€ and ∆ scared the shit outta me in college. Good books help through such bottle necks. Confused students can consult some basic topics related to real analysis (especially about proofs).

it really helped me but i am still confused in putting the inequality signs

In the last limit... Lim (x tends to 0) Sin(1/x) will have value from (-1,1) and when Lim(y tends to 0) then value will become 0 of whole limit. Let me know where I am wrong. Your lectures are helpful :)

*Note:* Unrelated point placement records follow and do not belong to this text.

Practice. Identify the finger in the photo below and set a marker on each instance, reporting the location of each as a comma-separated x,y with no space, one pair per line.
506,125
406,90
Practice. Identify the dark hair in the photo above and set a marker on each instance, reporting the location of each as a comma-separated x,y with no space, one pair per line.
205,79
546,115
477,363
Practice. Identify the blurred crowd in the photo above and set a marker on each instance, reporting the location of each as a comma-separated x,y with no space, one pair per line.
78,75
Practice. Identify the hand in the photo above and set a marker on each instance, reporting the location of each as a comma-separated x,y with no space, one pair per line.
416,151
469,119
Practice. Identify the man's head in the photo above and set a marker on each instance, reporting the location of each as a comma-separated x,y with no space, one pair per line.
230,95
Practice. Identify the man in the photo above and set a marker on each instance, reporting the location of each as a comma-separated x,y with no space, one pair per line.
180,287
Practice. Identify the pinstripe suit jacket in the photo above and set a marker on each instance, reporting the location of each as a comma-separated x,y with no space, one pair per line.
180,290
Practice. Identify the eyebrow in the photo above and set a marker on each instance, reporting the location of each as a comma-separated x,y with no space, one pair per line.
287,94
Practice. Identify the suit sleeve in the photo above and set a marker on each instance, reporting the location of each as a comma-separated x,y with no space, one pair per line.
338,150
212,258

Sir!!! you gave a great clarity thanq

what a amazing lecture sir

can we put y equals to mx^2 in the second example you have covered in this video. by putting this we will get 1/1+m^2, so can we directly say limit do not exists from this

Thank You Sir, you are legend.

9:00 sir why did you Show the limit of f(x,y) is zero..why didn't you put y=mx.^2??..when I put y=mx.^2 then m doesn't divide and m remain in inequality so f(x,y) depends on m this implies the limit of function doesn't exit....but apart from it when we use epsilon Delta epsilon then we get Delta and function will exist That's why sir some confusion between epsilon-delta definition between y=mx.^2🤔

😂sir, some of ur lectures are too much good but in few of them u don't explain much .but i can understand student of iits r able to understand all that stuff behind ur given clue😂btw thanks .♠️

Very great😁🎉👍...

AT 11:10 ISINT IT SHOULD BE MINUS INSTEAD OF PLUS??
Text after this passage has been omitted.